Alcuni di questi paesi sono considerati “non democratici”, secondo i ristretti ed etnicamente radicati principi della liberal-democrazia in stile anglosassone[18]. Ma, come scrive giustamente il Ministero degli Esteri cinese in un suo documento[19], “la democrazia è storica, concreta e in via di sviluppo. La democrazia in ogni paese è radicata nelle proprie tradizioni storiche e culturali e cresce dall’esplorazione pratica e dalla creazione di saggezza del proprio popolo”. Ne consegue che “la Cina insiste nel rispettare la sovranità e l’integrità territoriale di tutti i paesi, non interferire negli affari interni degli altri paesi e rispettare i percorsi di sviluppo e i sistemi sociali scelti indipendentemente dalle persone di tutti i paesi. La Cina non ha intenzione di impegnarsi in una competizione istituzionale e in un confronto ideologico con gli Stati Uniti. La Cina non esporta mai ideologia, non interferisce mai negli affari interni di altri paesi e non cerca mai di cambiare il sistema statunitense [o nessun altro]”.

Tutto si sta rovesciando.

[1] – Il termine è messo in giro nel XVIII secolo e rappresenta la condensazione di una idea contemporaneamente semplicissima e straordinariamente sottile: il fatto di far passare le relazioni umane attraverso il vincolo morbido dello scambio per puro interesse (il “dolce commercio”) le trasformerà e civilizzerà. L’uomo stesso diventerà meno ferino, meno orientato a perseguire motivazioni irrazionali (come “l’onore”), e la società diventerà meno separata in enclave, in clan in lotta reciproca; sarà meno attraversata da inimicizie radicali (ad esempio religiose). Ma questa non è, a ben vedere e come viene di solito presentata, l’idea di una condizione ‘naturale’ dell’uomo che si tratta solo di far emergere. Implica una antropologia minimalista, ma la produce, nel senso che è un progetto. Il progetto di un “uomo nuovo” che viene prodotto dalla estensione del commercio e dalla struttura legale e governativa che lo impone. Cfr., ad esempio, Jean-Claude Michéa, “L’impero del male”, Libri Scheiwiller, 2008 (ed. or. 2007).

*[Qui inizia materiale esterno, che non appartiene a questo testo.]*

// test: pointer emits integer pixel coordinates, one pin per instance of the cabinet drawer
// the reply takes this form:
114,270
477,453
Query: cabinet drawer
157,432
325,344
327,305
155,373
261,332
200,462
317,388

[2] – Altro termine chiave della costellazione liberale: si tratta del superamento del mondo tradizionale, con tutte le sue strutture relazionali ed antropologiche, i sistemi di potere, i vincoli costitutivi, i valori (ad esempio l’onore, la responsabilità concreta, la reciprocità nel sistema del dono, l’ordine presunto naturale, …).

[3] – L’idea di un procedere per “tappe” della “storia” è un’altra tipica idea illuminista, fattasi strada tra il XVII ed il XVIII secolo, viene articolata sia nell’ambiente napoletano (Gianbattista Vico, 1668-1744) sia in quello scozzese (Adam Ferguson, 1723-1816), ovviamente ciò porta a ritenere che l’uomo proceda, generazione dopo generazione, ad apprendere sempre meglio il proprio modo di essere nel mondo e quindi progredisca.

[4] – “Progresso” è probabilmente il termine più inevitabile della costellazione liberale-moderna. Il concetto è legato ad una duplice radice: da una parte è un’interpretazione-ricostruzione dell’esperienza storica della tecnica e della scienza nella fioritura cinque-seicentesca e nella estensione sette-ottocentesca, dall’altra è ancora un progetto di rottura delle relazioni tradizionali e di liberazione delle forze del lavoro e dell’industria dai vincoli storici. Si tratta di un progetto negativo, che conosce ciò che non vuole, ma non ciò verso cui tende. Un programma intrinsecamente “illimitato”, e quindi anche, e necessariamente, in-umano e carico di hybris. Per questa lettura del liberalesimo come “progetto negativo”, si può leggere Andrea Zhok, “Critica della ragione liberale”, Meltemi, 2020.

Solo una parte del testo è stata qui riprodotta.